While the first five episodes of Fringe do a good job of introducing the main characters, there simply hasn’t been enough time to really dig deeply beneath the surface to acquire a good understand of what motivates them. Not only is this because the show’s scientific mysteries have largely dominated each episode, but showing restraint when it comes to fleshing out these characters is also a savvy creative decision. One of the show’s greatest strengths is how it feeds its audience information as if we’re sitting down at a 10-course meal, rather than standing in line at an all-you-can-eat buffet.

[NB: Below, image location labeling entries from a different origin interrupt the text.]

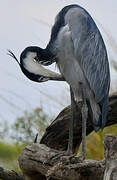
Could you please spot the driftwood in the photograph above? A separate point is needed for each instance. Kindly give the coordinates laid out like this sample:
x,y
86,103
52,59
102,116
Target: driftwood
x,y
36,159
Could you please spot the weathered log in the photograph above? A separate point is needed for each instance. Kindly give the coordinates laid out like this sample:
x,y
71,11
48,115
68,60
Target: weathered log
x,y
56,135
34,164
33,160
10,175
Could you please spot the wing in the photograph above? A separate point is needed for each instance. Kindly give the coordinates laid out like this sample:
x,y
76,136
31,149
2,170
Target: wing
x,y
90,51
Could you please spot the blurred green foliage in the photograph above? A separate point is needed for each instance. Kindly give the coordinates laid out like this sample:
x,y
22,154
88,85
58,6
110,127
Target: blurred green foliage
x,y
24,131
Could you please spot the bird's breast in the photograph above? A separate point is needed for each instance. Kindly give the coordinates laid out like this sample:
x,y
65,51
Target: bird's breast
x,y
67,62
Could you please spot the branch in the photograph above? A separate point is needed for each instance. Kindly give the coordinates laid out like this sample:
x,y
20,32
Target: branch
x,y
56,135
33,161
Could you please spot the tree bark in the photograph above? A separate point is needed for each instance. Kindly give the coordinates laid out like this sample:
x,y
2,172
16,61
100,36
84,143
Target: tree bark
x,y
34,158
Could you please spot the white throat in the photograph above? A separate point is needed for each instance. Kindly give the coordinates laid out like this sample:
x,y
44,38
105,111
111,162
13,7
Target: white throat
x,y
34,67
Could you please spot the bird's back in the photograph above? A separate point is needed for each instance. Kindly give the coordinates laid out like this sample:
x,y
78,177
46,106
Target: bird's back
x,y
75,34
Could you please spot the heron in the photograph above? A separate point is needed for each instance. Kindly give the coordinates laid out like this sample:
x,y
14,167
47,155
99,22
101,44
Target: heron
x,y
77,47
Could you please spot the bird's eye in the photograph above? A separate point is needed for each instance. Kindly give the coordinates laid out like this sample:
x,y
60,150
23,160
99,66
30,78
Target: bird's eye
x,y
36,59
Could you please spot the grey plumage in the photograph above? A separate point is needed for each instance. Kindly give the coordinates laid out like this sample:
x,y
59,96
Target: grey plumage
x,y
81,57
77,47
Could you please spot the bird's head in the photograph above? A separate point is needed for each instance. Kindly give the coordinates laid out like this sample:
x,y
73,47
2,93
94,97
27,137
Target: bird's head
x,y
42,56
31,60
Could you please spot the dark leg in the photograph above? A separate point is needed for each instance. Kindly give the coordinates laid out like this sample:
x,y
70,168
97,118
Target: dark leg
x,y
84,120
71,122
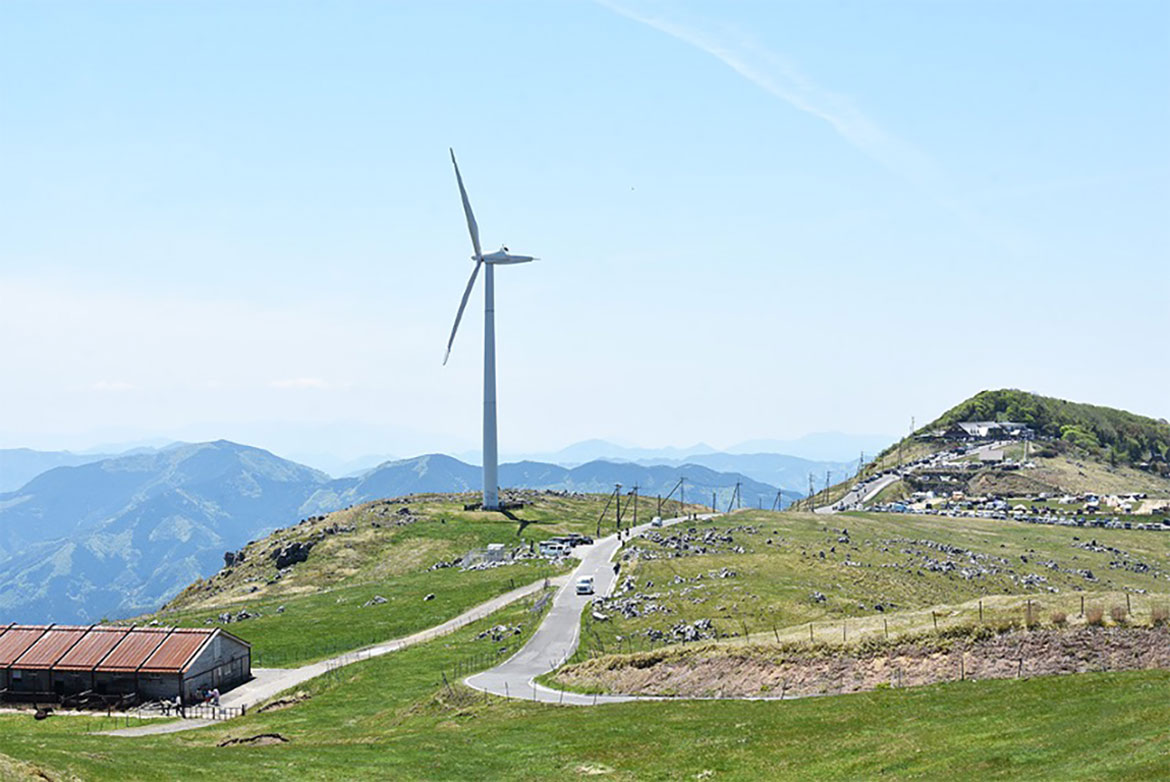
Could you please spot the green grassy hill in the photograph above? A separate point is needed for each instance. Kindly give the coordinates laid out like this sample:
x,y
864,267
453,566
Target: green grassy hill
x,y
384,549
769,575
1079,447
405,715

Olivia Dunham is without question the show’s main protagonist, but outside of her secret affair with fellow agent John Scott we’ve learned little about the woman that isn’t related to her professional career. “The Cure” not only delivers yet another fun and interesting mystery of the week, but it finally takes some time to explore Olivia’s past, giving us some insight into what drives her to succeed.

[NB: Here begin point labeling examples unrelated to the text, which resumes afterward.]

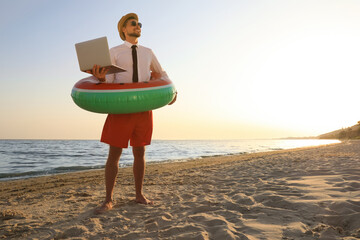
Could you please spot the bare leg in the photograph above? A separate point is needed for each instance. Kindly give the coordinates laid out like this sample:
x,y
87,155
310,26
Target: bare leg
x,y
139,173
111,171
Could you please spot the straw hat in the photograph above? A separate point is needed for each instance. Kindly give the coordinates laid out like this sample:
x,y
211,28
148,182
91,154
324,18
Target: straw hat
x,y
123,20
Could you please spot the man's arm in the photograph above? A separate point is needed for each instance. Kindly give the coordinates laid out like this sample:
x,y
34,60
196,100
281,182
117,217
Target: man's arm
x,y
157,72
156,69
99,73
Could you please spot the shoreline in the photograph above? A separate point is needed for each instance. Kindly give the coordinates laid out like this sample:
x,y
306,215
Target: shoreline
x,y
5,177
302,193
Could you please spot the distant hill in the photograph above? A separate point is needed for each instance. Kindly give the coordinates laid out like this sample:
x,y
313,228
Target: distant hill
x,y
344,133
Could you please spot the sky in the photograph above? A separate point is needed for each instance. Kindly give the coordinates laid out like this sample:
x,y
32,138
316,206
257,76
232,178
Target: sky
x,y
243,69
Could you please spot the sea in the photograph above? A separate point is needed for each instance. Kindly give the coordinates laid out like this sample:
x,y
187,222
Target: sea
x,y
21,159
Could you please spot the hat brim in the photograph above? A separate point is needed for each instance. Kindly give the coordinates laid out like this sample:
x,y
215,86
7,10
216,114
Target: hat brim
x,y
122,21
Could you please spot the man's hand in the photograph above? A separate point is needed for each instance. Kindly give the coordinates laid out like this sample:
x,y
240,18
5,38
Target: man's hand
x,y
99,73
155,75
174,100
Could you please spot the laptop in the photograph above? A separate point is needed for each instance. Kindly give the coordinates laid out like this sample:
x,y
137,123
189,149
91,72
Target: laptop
x,y
93,52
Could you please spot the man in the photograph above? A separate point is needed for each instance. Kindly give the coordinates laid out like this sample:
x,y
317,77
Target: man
x,y
141,65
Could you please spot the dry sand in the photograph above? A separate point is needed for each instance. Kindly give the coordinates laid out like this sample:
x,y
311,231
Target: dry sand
x,y
309,193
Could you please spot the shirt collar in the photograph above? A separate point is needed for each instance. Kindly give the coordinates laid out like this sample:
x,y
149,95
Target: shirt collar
x,y
130,44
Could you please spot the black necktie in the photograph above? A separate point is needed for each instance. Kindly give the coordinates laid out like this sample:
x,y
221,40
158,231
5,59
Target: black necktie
x,y
135,73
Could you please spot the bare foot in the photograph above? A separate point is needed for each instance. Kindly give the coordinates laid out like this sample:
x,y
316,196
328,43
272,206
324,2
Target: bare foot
x,y
106,206
143,200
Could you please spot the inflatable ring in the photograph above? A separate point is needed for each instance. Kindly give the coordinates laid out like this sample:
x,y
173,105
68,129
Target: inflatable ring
x,y
120,98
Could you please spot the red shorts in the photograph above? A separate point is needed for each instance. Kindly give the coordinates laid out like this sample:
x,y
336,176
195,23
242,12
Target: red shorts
x,y
120,128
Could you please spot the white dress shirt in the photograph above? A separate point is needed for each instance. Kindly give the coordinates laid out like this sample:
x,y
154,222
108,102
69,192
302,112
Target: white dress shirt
x,y
122,56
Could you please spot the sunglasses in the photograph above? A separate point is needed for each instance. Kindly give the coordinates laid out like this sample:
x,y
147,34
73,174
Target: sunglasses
x,y
133,23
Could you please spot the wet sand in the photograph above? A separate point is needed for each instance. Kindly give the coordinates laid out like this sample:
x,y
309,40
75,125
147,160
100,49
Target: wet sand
x,y
308,193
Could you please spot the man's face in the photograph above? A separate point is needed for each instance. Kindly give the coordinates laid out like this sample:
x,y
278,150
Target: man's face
x,y
132,28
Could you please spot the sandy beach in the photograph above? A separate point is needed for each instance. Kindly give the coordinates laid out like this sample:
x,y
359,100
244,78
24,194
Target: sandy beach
x,y
308,193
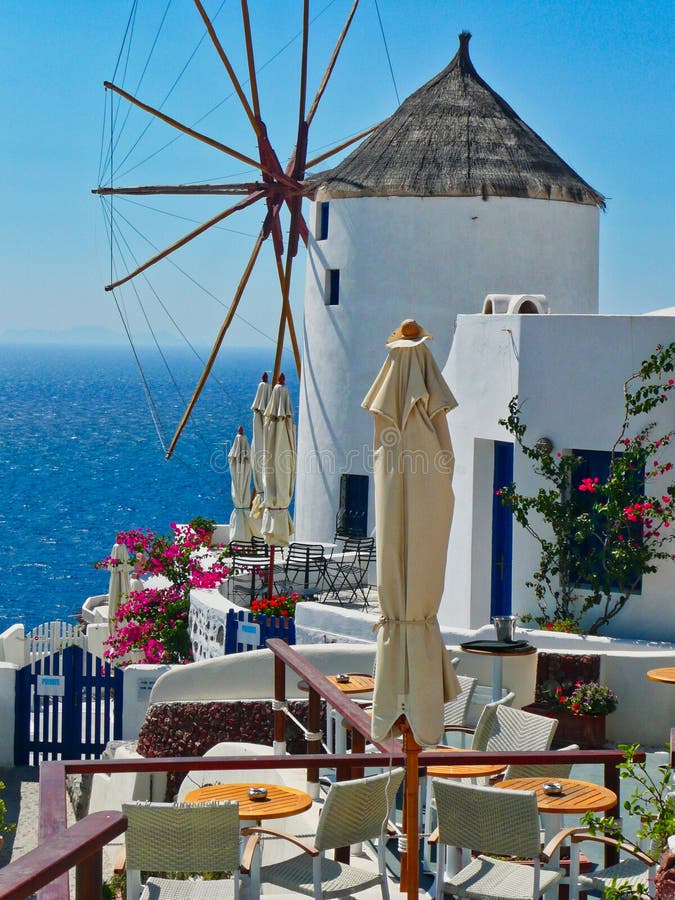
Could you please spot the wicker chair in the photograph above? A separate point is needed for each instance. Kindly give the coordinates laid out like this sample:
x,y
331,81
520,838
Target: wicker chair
x,y
195,837
491,821
353,811
502,728
637,869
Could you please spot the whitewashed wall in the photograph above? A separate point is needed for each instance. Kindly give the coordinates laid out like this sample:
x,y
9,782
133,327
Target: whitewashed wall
x,y
569,373
428,258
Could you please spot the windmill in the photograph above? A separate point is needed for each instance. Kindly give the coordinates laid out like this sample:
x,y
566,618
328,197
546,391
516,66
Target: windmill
x,y
280,188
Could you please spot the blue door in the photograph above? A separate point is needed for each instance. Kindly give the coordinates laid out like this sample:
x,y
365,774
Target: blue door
x,y
502,533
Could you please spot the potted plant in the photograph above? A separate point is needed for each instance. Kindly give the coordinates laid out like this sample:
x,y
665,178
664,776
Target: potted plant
x,y
5,828
581,713
204,528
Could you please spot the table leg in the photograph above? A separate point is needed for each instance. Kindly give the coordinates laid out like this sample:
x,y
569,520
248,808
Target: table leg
x,y
497,668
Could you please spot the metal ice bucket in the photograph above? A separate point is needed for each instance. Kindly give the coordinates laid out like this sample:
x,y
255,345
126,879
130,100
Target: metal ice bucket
x,y
505,626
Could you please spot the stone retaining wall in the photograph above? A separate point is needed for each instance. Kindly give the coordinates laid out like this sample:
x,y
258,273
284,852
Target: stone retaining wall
x,y
191,728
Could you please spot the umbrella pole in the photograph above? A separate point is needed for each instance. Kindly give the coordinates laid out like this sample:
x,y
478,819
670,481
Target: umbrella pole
x,y
410,861
270,574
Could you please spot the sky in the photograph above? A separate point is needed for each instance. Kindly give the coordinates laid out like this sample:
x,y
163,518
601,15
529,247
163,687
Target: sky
x,y
594,79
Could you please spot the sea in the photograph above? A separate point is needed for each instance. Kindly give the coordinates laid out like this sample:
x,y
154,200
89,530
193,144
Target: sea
x,y
83,433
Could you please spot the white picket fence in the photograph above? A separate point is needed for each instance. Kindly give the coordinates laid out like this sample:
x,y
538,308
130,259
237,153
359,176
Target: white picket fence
x,y
50,637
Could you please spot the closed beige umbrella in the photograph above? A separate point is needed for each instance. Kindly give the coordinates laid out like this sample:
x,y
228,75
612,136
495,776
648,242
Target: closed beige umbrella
x,y
259,405
239,459
278,471
119,584
413,466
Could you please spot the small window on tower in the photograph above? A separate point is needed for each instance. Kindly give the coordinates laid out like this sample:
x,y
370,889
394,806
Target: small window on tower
x,y
323,221
332,287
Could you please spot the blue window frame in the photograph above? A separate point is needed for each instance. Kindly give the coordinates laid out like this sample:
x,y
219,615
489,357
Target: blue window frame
x,y
595,464
324,210
332,292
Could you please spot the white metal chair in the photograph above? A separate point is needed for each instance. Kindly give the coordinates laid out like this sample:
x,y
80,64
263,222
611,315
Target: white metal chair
x,y
354,811
495,824
188,838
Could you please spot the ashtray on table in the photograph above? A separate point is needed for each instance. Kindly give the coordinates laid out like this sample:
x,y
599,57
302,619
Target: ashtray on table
x,y
552,788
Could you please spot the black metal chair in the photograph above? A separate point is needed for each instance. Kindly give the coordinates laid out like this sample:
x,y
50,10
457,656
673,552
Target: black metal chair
x,y
347,570
303,570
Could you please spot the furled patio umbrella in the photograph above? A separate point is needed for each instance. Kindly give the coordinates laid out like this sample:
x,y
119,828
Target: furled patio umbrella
x,y
414,502
259,405
278,471
239,459
119,584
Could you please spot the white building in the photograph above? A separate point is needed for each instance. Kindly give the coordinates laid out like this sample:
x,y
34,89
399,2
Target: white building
x,y
568,372
452,198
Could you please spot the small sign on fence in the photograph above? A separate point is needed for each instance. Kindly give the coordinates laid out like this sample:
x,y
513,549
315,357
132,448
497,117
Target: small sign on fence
x,y
50,686
248,634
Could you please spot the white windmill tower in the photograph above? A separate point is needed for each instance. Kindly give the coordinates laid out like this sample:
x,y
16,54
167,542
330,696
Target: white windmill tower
x,y
452,198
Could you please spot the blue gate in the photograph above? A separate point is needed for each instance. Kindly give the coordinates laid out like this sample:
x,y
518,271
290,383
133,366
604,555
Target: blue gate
x,y
243,633
68,706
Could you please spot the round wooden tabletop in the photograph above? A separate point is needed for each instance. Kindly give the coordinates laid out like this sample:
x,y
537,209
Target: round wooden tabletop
x,y
575,796
464,770
666,676
526,651
357,684
281,801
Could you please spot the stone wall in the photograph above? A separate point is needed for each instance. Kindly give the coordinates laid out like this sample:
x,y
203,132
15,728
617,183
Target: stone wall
x,y
191,728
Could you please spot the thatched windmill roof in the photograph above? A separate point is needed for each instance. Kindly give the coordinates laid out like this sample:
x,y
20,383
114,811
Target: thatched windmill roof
x,y
455,137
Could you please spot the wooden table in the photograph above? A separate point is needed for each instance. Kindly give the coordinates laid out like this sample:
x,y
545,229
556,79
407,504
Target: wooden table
x,y
575,798
666,676
281,801
358,683
498,662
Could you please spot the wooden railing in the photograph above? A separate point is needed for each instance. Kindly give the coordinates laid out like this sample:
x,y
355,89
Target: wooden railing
x,y
60,849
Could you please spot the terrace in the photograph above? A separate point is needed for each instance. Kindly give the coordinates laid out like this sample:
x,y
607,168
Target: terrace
x,y
81,846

The main plot opens with an unmarked van tossing a woman out on the street before speeding off, leaving her to wander down the street. She eventually finds her way to a diner where a waiter takes pity on her, serving her a bowl of soup before calling the police for help. The woman is disorientated, unable to remember her name or where’s she’s been recently, and when a cop shows up and begins to question her she soon finds herself in cuffs. At this point she becomes agitated and soon afterwards the other customers began to howl in pain before bleeding from their eyes. The scene ends in dramatic fashion as everyone in the diner has their heads explode, before the mysterious woman suffers the same fate.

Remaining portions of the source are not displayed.